Żyjemy szybko i umieramy szybko, jesteśmy przyzwyczajeni do „jednodniowych spływów kajakowych” i fastfoodowego żarcia i zapominamy o tym, że nasza droga z Bogiem to długi dystans a nie efektowny sprint.

Co działo się z Jezusem przez trzydzieści lat? W księgarniach możemy znaleźć na ten temat różne błyskotliwe wynurzenia literackie, o tym, że terminował u buddyjskich mnichów.

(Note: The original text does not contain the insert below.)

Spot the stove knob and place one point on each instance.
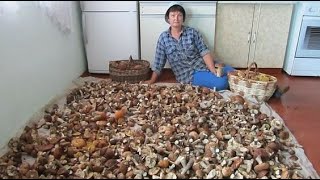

Siedział w Nazarecie: ukryty, nieznany, nienarzucający się. Niewybiegający przed szereg. Przebywał z Ojcem, słuchał tego, w jaki sposób ma objawiać Jego chwałę „przechodząc dobrze czyniąc i uwalniając wszystkich, którzy byli pod władzą diabla”. Trzydzieści lat w ukryciu i „jedynie” trzy lata publicznej misji.

Zanim Mojżesz przez czterdzieści lat prowadził Izraela przez pustynię, sam dokładnie tyle samo czasu spędził na tej wyprażonej przez słońce ziemi. Czterdzieści lat ukrywał się po zabójstwie Egipcjanina, by przez czterdzieści lat prowadzić lud wybrany do Ziemi Obiecanej. Czterdzieści lat oczyszczenia, przygotowania do służby? Kawał czasu.

Wszyscy moi znajomi, którym Bóg dał dziś wielką strefę wpływu na Kościół zaczynali w „zamkniętej izdebce”, wierząc, że Bóg, który widzi w ukryciu „odda im”. Powiem szczerze: o wiele bardziej fascynuje mnie ten czas „jałowy”, kiedy przez lata modlili się nad chorymi i… nie widzieli żadnych owoców niż dzisiejsze spektakularne konferencje czy ewangelizacyjne wojaże. To był papierek lakmsuowy weryfikujący ich wiarę. Ukryte miejsce, zamknięta izdebka, o której mówił Jezus. Miejsce, w którym wygrywa się bitwy.

Czas obumierania ziarna jest przygotowaniem na wielkie żniwo.